Species distribution

Selenoproteins exist in all major domains of life, eukaryotes, bacteria and archaea. Among eukaryotes, selenoproteins appear to be common in animals, but rare or absent in other phyla—one has been identified in the green alga Chlamydomonas , but almost none in other plants or in fungi. The American cranberry ( Vaccinium macrocarpon Ait.) is the only land plant known (as of 2014) to possess sequence-level machinery for producing selenocysteine (specifically in its mitochondrial genome), although its level of functionality is not yet determined. [4] Among fungi, the order Harpellales was "particularly well represented" amongst fungal species found to possess selenocysteine, as 7 out of the 8 Harpellales species analyzed are believed to utilize selenoproteins [5]
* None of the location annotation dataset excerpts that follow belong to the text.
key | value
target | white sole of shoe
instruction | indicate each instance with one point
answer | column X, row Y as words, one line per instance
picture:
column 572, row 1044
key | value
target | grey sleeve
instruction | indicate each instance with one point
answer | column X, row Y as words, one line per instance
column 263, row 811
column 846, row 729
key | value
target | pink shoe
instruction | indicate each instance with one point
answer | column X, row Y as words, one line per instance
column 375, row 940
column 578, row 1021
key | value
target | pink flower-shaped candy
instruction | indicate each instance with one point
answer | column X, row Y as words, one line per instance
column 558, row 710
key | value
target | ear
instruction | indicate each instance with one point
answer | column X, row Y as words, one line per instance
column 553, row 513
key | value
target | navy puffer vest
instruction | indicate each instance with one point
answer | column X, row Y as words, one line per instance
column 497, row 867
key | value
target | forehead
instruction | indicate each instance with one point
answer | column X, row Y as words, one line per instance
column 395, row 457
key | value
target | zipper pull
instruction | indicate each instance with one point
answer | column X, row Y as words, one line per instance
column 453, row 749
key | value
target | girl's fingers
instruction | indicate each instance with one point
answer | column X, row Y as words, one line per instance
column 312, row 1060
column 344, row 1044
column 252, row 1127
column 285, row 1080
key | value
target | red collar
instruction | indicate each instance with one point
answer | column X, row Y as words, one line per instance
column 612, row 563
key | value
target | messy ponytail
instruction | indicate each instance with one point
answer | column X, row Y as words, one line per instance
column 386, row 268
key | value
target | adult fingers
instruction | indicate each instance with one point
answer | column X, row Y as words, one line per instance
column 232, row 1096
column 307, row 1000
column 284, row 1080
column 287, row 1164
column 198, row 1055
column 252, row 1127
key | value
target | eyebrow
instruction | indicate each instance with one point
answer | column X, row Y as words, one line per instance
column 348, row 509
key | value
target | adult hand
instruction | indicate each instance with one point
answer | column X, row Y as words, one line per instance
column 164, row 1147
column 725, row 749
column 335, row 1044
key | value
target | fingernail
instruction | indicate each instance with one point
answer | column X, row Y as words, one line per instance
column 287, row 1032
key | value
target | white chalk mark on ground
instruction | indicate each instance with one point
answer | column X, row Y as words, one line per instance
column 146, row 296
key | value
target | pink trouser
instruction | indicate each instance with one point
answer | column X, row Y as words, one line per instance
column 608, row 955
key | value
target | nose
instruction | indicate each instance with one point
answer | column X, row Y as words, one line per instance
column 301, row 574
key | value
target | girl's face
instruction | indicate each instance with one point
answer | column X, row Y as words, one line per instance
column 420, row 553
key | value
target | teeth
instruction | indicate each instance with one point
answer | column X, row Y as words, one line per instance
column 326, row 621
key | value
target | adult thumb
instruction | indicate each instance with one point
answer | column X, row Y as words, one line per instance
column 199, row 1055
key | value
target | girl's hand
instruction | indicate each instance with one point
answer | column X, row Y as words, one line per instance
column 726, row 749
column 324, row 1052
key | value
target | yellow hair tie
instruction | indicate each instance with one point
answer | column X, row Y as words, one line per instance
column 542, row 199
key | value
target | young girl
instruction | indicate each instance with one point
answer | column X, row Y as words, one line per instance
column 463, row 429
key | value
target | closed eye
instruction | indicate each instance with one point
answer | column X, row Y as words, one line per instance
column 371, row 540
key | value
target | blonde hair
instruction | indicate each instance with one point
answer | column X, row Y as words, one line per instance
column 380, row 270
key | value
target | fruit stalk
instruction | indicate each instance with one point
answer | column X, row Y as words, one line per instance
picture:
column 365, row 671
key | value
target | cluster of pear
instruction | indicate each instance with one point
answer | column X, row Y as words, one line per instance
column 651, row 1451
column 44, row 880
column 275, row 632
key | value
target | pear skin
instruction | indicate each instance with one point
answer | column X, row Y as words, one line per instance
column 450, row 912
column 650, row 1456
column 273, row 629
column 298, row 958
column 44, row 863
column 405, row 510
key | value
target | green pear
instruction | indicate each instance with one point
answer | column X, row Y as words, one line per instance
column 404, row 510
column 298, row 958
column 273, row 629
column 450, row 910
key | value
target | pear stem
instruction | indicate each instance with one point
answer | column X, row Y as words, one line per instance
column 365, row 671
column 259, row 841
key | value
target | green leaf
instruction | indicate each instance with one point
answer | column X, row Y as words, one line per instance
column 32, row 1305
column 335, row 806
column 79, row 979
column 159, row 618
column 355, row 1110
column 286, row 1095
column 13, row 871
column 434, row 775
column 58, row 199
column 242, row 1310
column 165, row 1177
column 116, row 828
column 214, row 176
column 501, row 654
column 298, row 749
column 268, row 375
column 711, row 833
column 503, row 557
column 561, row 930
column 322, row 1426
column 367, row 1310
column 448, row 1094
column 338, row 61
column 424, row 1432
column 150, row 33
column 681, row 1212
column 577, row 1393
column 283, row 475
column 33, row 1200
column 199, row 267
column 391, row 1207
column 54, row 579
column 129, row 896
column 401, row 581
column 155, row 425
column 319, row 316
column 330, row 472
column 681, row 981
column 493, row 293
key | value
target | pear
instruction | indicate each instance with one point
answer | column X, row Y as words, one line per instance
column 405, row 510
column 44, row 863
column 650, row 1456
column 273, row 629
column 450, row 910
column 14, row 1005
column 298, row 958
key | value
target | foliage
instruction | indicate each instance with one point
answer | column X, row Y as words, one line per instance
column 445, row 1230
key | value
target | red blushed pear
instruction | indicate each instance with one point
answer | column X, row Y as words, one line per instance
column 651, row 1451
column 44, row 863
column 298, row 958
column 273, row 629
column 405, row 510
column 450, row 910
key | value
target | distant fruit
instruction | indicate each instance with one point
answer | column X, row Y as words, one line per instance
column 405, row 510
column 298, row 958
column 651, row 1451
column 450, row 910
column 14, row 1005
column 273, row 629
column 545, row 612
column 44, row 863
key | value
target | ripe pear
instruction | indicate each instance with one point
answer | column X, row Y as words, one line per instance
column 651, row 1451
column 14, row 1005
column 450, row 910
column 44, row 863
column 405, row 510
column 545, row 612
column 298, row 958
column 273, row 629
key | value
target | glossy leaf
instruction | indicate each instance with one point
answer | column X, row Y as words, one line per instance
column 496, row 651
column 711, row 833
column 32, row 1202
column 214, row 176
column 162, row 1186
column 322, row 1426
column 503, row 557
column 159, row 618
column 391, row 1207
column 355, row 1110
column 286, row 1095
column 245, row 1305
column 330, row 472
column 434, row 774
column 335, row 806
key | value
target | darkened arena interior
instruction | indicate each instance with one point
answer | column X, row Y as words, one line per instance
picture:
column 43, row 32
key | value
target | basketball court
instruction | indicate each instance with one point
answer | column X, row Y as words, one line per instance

Among bacteria and archaea, selenoproteins are only present in some lineages, while they are completely absent in many other phylogenetic groups. These observations have now been confirmed by whole genome analysis, which shows the presence or absence of selenoprotein genes and accessory genes for the synthesis of selenoproteins in the respective organism. [6]

Production

Selenoproteins, like regular proteins, are made by the ribosome, which requires residues to be carried by tRNAs. Selenocystine (Sec) has its special tRNASec for this purpose. This tRNA, unlike other tRNAs, is not directly loaded with the selenocystyl residue from a free Sec molecule; instead, it is first loaded with a seryl residue from serine by the conventional seryl-tRNA synthase (forming Ser-tRNASec), then an enzyme converts this seryl into a selenocystyl residue, forming Sec-tRNASec. In bacteria, L-seryl-tRNASec selenium transferase (SelA) performs this work using the selenium provided by selenophosphate. [7] In archaea and eukarya, this happens first by phosphoseryl-tRNA kinase attaching a phosphate group to the seryl, then by SLA/LP converting the phosphoseryl to selenocystyl with the help of selenophosphate. [8]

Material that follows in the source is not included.